- Starter
- Business
- Enterprise
- On-Premise
- Add-on
Overview
Change Data Capture (CDC) pipeline allows extracting changes in real-time from the databases which support CDC and loading them into the relational database which supports the bulk load.
We use heavily modified embedded Debezium engine for CDC.
Supported source databases
- MySQL
- SQL Server
- PostgreSQL
- Oracle
- DB2
- MongoDB
- AS400 (IBMI platfroms)
When to use this pipeline
Use the pipeline described in this article to extract data from the CDC-enabled database and load it into the Vertica database in real time.
Flows optimized for Vertica
Flow type | When to use | |
|
|
When you need to extract data from any source, transform it and load it into Vertica. |
Bulk load files into Vertica | When you need to bulk-load files that already exist in local or cloud storage without applying any transformations. The flow automatically generates the COPY command and MERGEs data into the destination. | |
Stream CDC events into Vertica | You are here | When you need to stream updates from the database which supports Change Data Capture (CDC) into Vertica in real-time. |
Stream messages from a queue into Vertica | When you need to stream messages from the message queue which supports streaming into Vertica in real time. |
How it works
The end-to-end CDC pipeline extracts data from a CDC-enabled database and loads it into the Vertica.

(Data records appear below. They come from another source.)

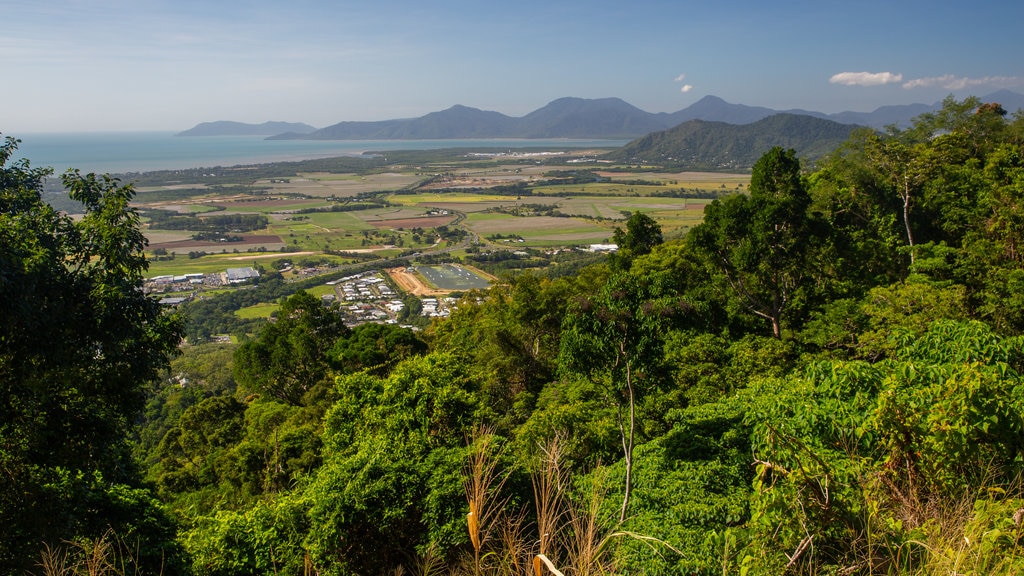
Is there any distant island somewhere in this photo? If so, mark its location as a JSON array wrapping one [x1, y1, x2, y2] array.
[[174, 120, 316, 136], [178, 90, 1024, 140]]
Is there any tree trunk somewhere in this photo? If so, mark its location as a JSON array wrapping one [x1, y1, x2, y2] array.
[[618, 354, 636, 522]]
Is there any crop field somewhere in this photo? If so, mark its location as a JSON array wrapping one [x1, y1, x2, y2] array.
[[266, 172, 424, 198], [466, 214, 612, 246], [139, 154, 750, 268]]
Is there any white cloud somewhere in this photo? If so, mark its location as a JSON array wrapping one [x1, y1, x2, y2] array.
[[828, 72, 903, 86], [903, 74, 1024, 90]]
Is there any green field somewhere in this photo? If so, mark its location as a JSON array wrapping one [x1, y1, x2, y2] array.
[[416, 264, 490, 290], [136, 162, 750, 260]]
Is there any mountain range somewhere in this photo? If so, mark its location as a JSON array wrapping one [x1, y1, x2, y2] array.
[[178, 90, 1024, 139]]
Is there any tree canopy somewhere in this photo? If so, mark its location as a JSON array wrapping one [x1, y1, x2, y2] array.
[[0, 134, 181, 573]]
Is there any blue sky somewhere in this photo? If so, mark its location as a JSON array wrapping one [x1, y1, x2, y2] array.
[[0, 0, 1024, 132]]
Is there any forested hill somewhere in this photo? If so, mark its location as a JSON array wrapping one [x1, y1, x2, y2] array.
[[9, 98, 1024, 576], [606, 114, 858, 171]]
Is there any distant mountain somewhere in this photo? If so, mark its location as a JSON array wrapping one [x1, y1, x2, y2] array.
[[514, 98, 672, 138], [278, 98, 671, 140], [605, 114, 858, 170], [258, 90, 1024, 140], [669, 96, 778, 126], [290, 105, 515, 140], [174, 120, 316, 136]]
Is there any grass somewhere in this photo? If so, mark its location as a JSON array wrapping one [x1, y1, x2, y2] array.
[[234, 302, 281, 320]]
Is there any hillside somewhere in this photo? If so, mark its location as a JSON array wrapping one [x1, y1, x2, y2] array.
[[606, 114, 858, 171], [174, 120, 316, 136]]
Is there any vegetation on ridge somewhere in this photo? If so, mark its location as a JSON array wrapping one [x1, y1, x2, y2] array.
[[0, 99, 1024, 575]]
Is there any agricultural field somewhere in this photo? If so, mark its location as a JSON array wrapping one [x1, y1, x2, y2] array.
[[465, 213, 614, 246], [256, 172, 425, 198]]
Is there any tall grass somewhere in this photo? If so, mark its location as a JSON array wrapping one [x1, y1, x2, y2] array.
[[37, 530, 162, 576]]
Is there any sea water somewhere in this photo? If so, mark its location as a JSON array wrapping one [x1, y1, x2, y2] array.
[[3, 132, 628, 174]]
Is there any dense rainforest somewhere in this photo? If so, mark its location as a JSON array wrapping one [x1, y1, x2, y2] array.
[[0, 98, 1024, 576]]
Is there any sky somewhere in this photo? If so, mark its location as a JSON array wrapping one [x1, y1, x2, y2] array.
[[0, 0, 1024, 132]]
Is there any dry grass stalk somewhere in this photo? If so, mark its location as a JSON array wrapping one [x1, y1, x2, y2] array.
[[530, 436, 567, 558], [464, 426, 508, 575], [39, 544, 75, 576]]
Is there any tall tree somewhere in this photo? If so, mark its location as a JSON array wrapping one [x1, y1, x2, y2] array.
[[559, 273, 688, 522], [610, 210, 664, 270], [234, 291, 349, 406], [687, 147, 818, 338], [0, 138, 181, 573]]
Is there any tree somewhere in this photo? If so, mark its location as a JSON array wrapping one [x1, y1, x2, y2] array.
[[0, 137, 181, 573], [687, 147, 818, 338], [234, 291, 349, 406], [559, 273, 688, 522], [611, 211, 664, 270]]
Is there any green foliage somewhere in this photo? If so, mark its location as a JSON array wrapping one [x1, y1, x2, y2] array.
[[328, 319, 427, 373], [0, 138, 181, 573], [307, 354, 479, 574], [609, 211, 664, 270], [687, 148, 822, 338], [746, 322, 1024, 573], [14, 93, 1024, 576], [234, 292, 348, 406]]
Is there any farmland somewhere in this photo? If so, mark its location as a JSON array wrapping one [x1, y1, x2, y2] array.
[[135, 147, 750, 327]]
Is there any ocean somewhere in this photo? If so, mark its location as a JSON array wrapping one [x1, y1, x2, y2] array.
[[3, 132, 628, 174]]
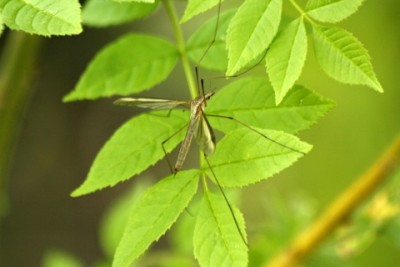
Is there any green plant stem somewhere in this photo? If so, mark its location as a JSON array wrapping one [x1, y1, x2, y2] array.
[[164, 0, 197, 98], [264, 134, 400, 267], [0, 32, 41, 222]]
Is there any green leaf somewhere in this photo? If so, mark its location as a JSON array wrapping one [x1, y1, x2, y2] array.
[[112, 170, 199, 267], [193, 191, 248, 267], [0, 14, 4, 36], [82, 0, 159, 27], [40, 249, 85, 267], [63, 34, 178, 101], [113, 0, 156, 4], [226, 0, 282, 76], [180, 0, 223, 23], [99, 182, 149, 259], [187, 10, 235, 72], [0, 0, 82, 36], [207, 128, 311, 187], [306, 0, 364, 23], [205, 77, 334, 136], [266, 17, 307, 104], [313, 25, 383, 92], [72, 112, 188, 197]]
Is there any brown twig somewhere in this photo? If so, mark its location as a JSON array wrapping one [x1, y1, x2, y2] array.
[[264, 135, 400, 267]]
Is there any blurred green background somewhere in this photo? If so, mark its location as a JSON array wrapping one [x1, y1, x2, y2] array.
[[0, 0, 400, 267]]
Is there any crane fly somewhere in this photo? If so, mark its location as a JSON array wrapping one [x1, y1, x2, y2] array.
[[114, 92, 248, 244], [114, 92, 215, 173]]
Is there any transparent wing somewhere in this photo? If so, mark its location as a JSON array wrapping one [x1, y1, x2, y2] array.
[[196, 114, 215, 155], [114, 97, 190, 110]]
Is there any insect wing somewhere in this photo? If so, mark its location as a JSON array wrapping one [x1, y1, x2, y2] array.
[[114, 97, 190, 110], [196, 115, 215, 155]]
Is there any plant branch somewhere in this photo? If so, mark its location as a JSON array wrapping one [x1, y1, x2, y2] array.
[[164, 0, 197, 98], [264, 135, 400, 267], [0, 31, 41, 222]]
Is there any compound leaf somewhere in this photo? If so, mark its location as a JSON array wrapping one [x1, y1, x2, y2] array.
[[82, 0, 159, 27], [266, 18, 307, 105], [193, 191, 248, 267], [72, 112, 187, 197], [187, 10, 234, 72], [0, 0, 82, 36], [205, 77, 334, 133], [226, 0, 282, 76], [313, 25, 383, 92], [207, 128, 311, 187], [112, 170, 199, 267], [63, 34, 178, 101], [306, 0, 364, 23]]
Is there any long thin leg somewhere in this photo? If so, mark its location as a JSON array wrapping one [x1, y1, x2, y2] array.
[[206, 114, 306, 155], [204, 155, 247, 246], [194, 0, 221, 96]]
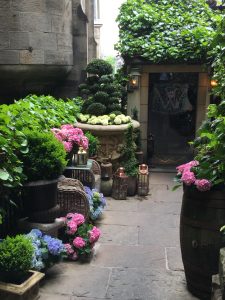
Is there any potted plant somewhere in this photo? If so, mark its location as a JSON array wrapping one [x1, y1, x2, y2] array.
[[121, 125, 138, 196], [0, 235, 44, 300], [20, 130, 66, 223], [52, 124, 88, 165], [175, 101, 225, 299], [84, 186, 106, 221], [26, 229, 67, 271], [61, 213, 101, 262]]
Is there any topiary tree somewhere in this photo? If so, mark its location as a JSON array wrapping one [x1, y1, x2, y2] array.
[[79, 59, 124, 116], [116, 0, 220, 63]]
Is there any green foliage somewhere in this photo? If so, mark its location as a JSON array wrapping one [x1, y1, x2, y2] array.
[[210, 15, 225, 99], [0, 95, 80, 131], [93, 91, 109, 105], [192, 101, 225, 186], [0, 235, 34, 273], [20, 130, 66, 181], [116, 0, 220, 63], [86, 102, 106, 116], [121, 125, 138, 176], [86, 58, 113, 77], [79, 59, 125, 116], [85, 131, 100, 157]]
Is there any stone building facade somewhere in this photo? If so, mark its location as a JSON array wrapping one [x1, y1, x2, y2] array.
[[0, 0, 96, 103]]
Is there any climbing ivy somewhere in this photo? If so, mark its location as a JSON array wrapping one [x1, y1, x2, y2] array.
[[116, 0, 221, 63], [210, 15, 225, 99]]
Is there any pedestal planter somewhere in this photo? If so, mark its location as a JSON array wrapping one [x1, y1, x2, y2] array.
[[180, 186, 225, 299], [22, 179, 60, 223], [75, 120, 140, 162], [0, 271, 44, 300]]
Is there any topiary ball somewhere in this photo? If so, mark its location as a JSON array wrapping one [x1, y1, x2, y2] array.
[[86, 58, 113, 77], [93, 91, 109, 104], [86, 102, 106, 116]]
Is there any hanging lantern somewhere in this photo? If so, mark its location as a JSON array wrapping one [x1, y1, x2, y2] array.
[[77, 147, 88, 166], [138, 164, 149, 196], [112, 167, 128, 200]]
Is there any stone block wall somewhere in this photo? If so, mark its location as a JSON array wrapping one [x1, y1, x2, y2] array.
[[0, 0, 95, 103]]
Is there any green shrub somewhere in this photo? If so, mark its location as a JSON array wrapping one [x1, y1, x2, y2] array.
[[93, 91, 109, 105], [86, 102, 106, 116], [0, 235, 34, 273], [116, 0, 220, 63], [86, 58, 113, 77], [85, 131, 100, 157], [20, 130, 66, 181], [86, 76, 99, 87]]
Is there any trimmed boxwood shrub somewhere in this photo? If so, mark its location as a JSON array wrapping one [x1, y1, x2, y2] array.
[[19, 130, 66, 182]]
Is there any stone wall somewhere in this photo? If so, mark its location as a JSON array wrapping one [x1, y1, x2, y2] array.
[[0, 0, 95, 102]]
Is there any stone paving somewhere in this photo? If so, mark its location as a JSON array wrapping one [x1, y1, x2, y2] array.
[[40, 173, 197, 300]]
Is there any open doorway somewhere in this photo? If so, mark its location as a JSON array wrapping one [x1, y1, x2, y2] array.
[[148, 73, 198, 168]]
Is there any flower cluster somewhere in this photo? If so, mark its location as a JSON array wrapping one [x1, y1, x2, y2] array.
[[26, 229, 67, 271], [62, 213, 101, 260], [176, 160, 212, 192], [84, 186, 106, 221], [52, 124, 88, 152]]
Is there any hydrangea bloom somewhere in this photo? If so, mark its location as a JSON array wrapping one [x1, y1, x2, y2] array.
[[51, 124, 88, 153], [181, 170, 196, 185], [176, 160, 212, 192], [195, 179, 212, 192], [26, 229, 66, 271], [64, 213, 100, 260], [89, 226, 101, 243]]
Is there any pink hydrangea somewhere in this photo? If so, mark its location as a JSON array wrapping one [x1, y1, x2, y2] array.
[[67, 219, 77, 235], [72, 214, 85, 226], [73, 237, 86, 249], [71, 251, 78, 260], [64, 244, 74, 255], [195, 179, 212, 192], [89, 226, 101, 243], [181, 170, 196, 185], [176, 160, 199, 174]]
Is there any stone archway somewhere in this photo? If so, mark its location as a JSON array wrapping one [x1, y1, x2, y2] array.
[[128, 64, 210, 165]]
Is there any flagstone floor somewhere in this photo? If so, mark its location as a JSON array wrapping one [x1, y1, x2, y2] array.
[[40, 173, 197, 300]]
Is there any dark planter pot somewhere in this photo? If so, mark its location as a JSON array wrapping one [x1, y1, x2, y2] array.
[[135, 151, 144, 165], [180, 186, 225, 299], [22, 179, 60, 223], [127, 176, 137, 196]]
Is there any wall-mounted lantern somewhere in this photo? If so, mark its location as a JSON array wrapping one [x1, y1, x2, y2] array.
[[210, 79, 218, 88], [128, 68, 141, 91]]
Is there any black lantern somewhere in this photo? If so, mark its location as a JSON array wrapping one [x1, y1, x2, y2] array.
[[128, 68, 141, 91], [112, 167, 128, 200], [138, 164, 149, 196]]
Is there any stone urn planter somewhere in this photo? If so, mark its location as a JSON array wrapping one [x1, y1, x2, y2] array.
[[0, 270, 45, 300], [75, 120, 140, 162]]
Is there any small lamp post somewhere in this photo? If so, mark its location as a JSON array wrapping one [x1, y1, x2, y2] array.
[[77, 147, 88, 166], [112, 167, 128, 200], [138, 164, 149, 196]]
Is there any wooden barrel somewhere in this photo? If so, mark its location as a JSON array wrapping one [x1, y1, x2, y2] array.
[[180, 186, 225, 299]]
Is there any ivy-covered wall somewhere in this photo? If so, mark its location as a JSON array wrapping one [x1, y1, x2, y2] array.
[[116, 0, 221, 64]]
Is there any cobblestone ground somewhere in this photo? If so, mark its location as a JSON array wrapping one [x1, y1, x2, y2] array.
[[40, 173, 197, 300]]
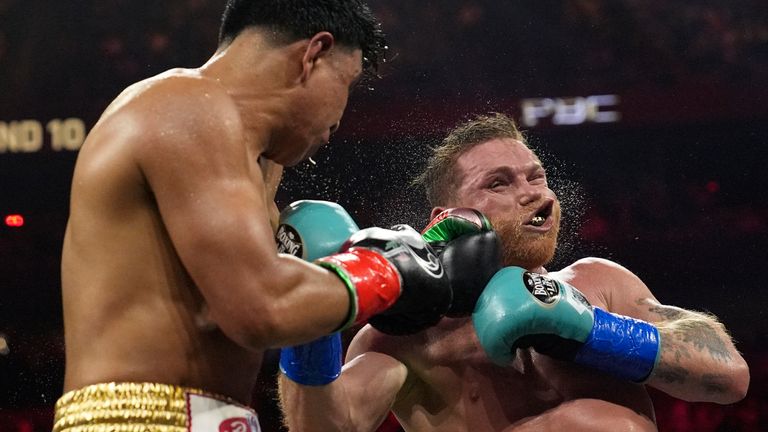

There are three options when creating a pipeline:
Pipeline | Description | Supported operations |
1. Stream CDC events directly from the source database into Vertica | This is a standard "CDC to any database" flow that supports any relational database as a destination, including Vertica. Unlike some other analytical databases, such as Snowflake and Redshift, etc. Vertica supports fast INSERT without using the bulk-load COPY command. | INSERT |
2. A single flow that streams CDC events directly into the destination database | The flow streams CDC events into the designated stage in the local or cloud storage in real-time and periodically (as often as every second) loads the data into the destination database in parallel with the stream. The advantage of the pipeline with a single flow is simplicity. There is just one flow to configure, schedule, and monitor. The disadvantage is the fact that if the streaming fails, the load also fails, and vice versa. Note that the flow is fault tolerant. After fixing the issue the stream and load resume from the last successful checkpoint. | INSERT and MERGE |
3. A pipeline with independent Extract and Load flows |
The extract and load Flows are running in parallel, which guarantees a very high processing speed and low latency. The actual pipeline can include multiple independent extract and load Flows which allows it to scale horizontally between multiple processing nodes. |
INSERT and MERGE |
Prerequisites
1. CDC is enabled for the source database.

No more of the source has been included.